Almost as everything Nigerian, the pull-back from the razor-edge was dramatic. In a rare display of foresight, Olusegun Obsanjo was dug up from the dungeon where he lay rotting away. For a while it seemed almost preposterous for Nigerian leaders to seek to create our own version of Mandela’s prison-to-presidency narrative but that was what we got. And in a manner almost reminiscent of the biblical rebuke of the storm by Jesus, Obasanjo’s assumption of power served as a calming balm on the searing turbulence.

Looking back now, it also seems like they never happened; as though my mind is playing tricks on me and I am dredging up memories from across the river bank of my childhood. But this is Nigeria. Children born in 2005 may never have heard of OPC or APC or Egbesu Boys of Africa. They may only have heard of MASSOB after Emeka Ojukwu’s death last year when Uwazurike and his men had to make some noise to re-assert their relevance. It all seems so distant, so vague and so inconsequential now that one would be tempted to wonder why we ever worried about them, but those were dreadful moments in our contemporary times.

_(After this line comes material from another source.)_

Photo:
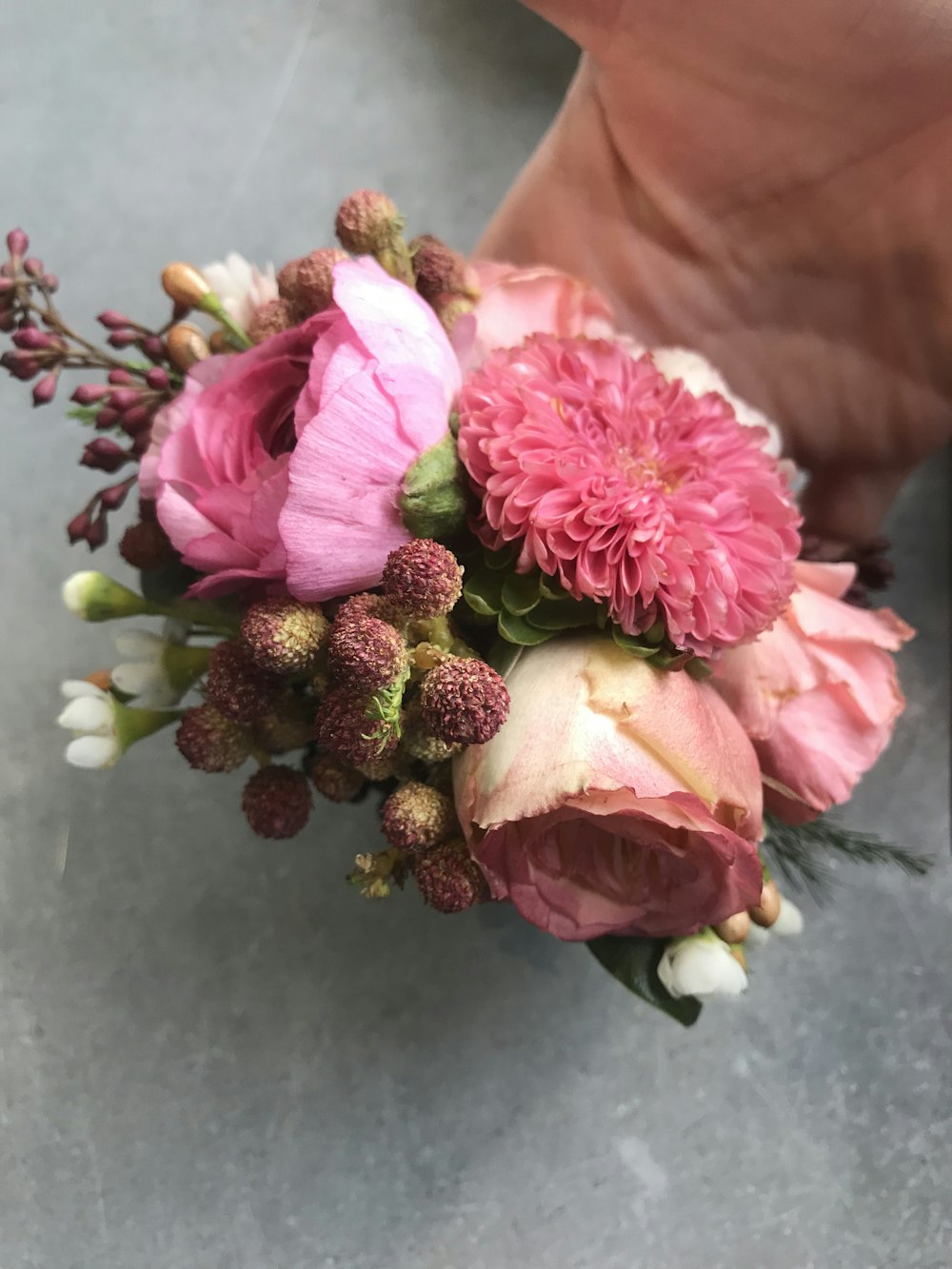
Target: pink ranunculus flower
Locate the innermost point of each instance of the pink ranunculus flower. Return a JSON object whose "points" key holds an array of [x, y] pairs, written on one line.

Indeed, recent Nigerian history is replete with imageries that echo the above scenario. We have had too many close shaves, countless dances on razor-edge and too many bewildering moments that tug on the consciousness and make one re-evaluate one’s belief in Nigeria. It happens all the time; from Jos to Mumbi and from Aluu to Madalla.

Increasingly though, a crucial lesson is emerging from our social mosaic - to be a Nigerian is to master the art of living on the edge. To weed one-self of all emotions that have to do with all kinds of losses since we are the planet’s true inheritors of loss. It is to develop a strange short memory and a neurotic craving to move on, to rush through unpleasant experiences as though they have nothing to teach us and to pick quarrels with anyone who calls our attention to the past.
You may call it living in denial if you wish.